Early-stage Alzheimer’s disease: are skeletal muscle and exercise the key?

Matthew H Brisendine 1, Joshua C Drake 1,
PMCID: PMC9970658  PMID: 36656981

graphic file with name jappl-00659-2022r01.jpg

Keywords: Alzheimer’s disease, exercise, mitochondria, mitophagy, skeletal muscle

Abstract

Alzheimer’s disease (AD) is the most common form of dementia affecting approximately 6.5 million people in the United States alone.
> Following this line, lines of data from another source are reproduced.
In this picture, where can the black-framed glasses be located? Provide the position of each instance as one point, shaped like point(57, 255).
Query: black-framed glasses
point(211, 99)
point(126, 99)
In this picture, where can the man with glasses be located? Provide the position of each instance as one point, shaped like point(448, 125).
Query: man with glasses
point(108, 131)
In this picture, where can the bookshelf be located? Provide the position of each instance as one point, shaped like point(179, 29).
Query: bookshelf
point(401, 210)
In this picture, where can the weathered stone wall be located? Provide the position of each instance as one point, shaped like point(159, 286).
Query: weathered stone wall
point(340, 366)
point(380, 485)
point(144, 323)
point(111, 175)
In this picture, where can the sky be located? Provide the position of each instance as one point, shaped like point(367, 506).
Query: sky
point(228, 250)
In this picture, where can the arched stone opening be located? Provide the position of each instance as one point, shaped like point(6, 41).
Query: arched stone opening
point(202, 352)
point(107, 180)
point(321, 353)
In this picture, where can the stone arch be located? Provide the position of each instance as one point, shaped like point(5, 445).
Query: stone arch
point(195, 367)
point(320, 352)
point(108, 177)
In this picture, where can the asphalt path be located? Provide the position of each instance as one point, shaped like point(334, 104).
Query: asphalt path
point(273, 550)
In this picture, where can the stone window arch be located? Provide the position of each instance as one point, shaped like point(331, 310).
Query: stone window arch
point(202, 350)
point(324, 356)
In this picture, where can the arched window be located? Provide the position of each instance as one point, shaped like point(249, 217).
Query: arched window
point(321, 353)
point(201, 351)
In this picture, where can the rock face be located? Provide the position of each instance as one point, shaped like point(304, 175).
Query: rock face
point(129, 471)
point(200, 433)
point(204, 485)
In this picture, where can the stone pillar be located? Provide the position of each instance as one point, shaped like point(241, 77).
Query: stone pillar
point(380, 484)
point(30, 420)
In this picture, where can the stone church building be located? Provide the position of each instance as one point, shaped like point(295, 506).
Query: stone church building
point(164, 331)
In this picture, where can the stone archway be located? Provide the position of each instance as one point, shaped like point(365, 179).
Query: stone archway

The development of AD progresses over a span of years to possibly decades before resulting in cognitive impairment and clinically diagnosed AD. The time leading up to a clinical diagnosis is known as the preclinical phase, a time in which recent literature has noted a more severe loss of body mass and more specifically lean muscle mass and strength prior to diagnosis. Mitochondria dysfunction in neurons is also closely associated with AD, and mitochondrial dysfunction has been seen to occur in skeletal muscle with mild cognitive impairment prior to AD manifestation. Evidence from animal models of AD suggests a close link among skeletal muscle mass, mitochondria function, and cognition. Exercise is a powerful stimulus for improving mitochondria function and muscle health, and its benefits to cognition have been suggested as a possible therapeutic strategy for AD. However, evidence for beneficial effects of exercise in AD-afflicted populations and animal models has produced conflicting results. In this mini-review, we discuss these findings and highlight potential avenues for further investigation that may lead to the implementation of exercise as a therapeutic intervention to delay or prevent the development of AD.

SKELETAL MUSCLE HEALTH AS AN EARLY INDICATOR OF AD

Alzheimer’s disease (AD) is the prevailing form of dementia accounting for over 60% of all dementia cases with nearly 6.5 million adults diagnosed in the United States, which is projected to triple by the year 2050 (1, 2). AD develops along a continuum, beginning with a long preclinical phase, in which little to no cognitive abnormalities are present, before manifesting as mild cognitive impairment (MCI), then eventually, dementia (3, 4). Although substantial research efforts have been conducted to understand the pathology and risk factors for AD, no effective treatments have been established (5). The preclinical phase of AD precedes development of cognitive decline by several years or possibly decades (6) and, therefore, may provide an early window for interventional treatment. A better understanding of the phenotypic characteristics of preclinical AD and their mechanistic underpinnings could lead to innovation of new strategies to delay or prevent development of AD.

AD is an age-associated disease of the brain, but evidence of accelerated weight loss in the years before AD diagnosis compared with those that did not develop AD (7) suggests indicators of AD may manifest in peripheral systems during the preclinical phase. This notion substantiated by evidence of weight loss in individuals before AD diagnosis is due to loss of lean mass and that declines in lean mass correlate with reductions in brain volume (8). Although loss of skeletal muscle mass with age is a common characteristic of aging, known as sarcopenia, other studies have since shown loss of lean mass in patients later diagnosed with AD is more severe than in those that develop sarcopenia but remain cognitively intact (911). In addition, abnormal motor functions, such as loss of muscle strength (i.e., dynapenia) and altered gait, are all associated with an increased risk for developing AD (1215). Furthermore, genetic predisposition to early development of AD due to possession of an allele of apolipoprotein, APOEε4 (16), also coincides with more pronounced muscle dysfunction with age (17, 18). Alternatively, possession of APOEε2 allele, which is associated with milder manifestation of AD, has been shown to be associated with attenuated declines in muscle function (19). Although the pathogenesis of AD is multifactorial and can be independent of a genetic predisposition, declines in skeletal muscle health are associated with the preclinical phase of AD and, therefore, may play an underappreciated role in AD etiology.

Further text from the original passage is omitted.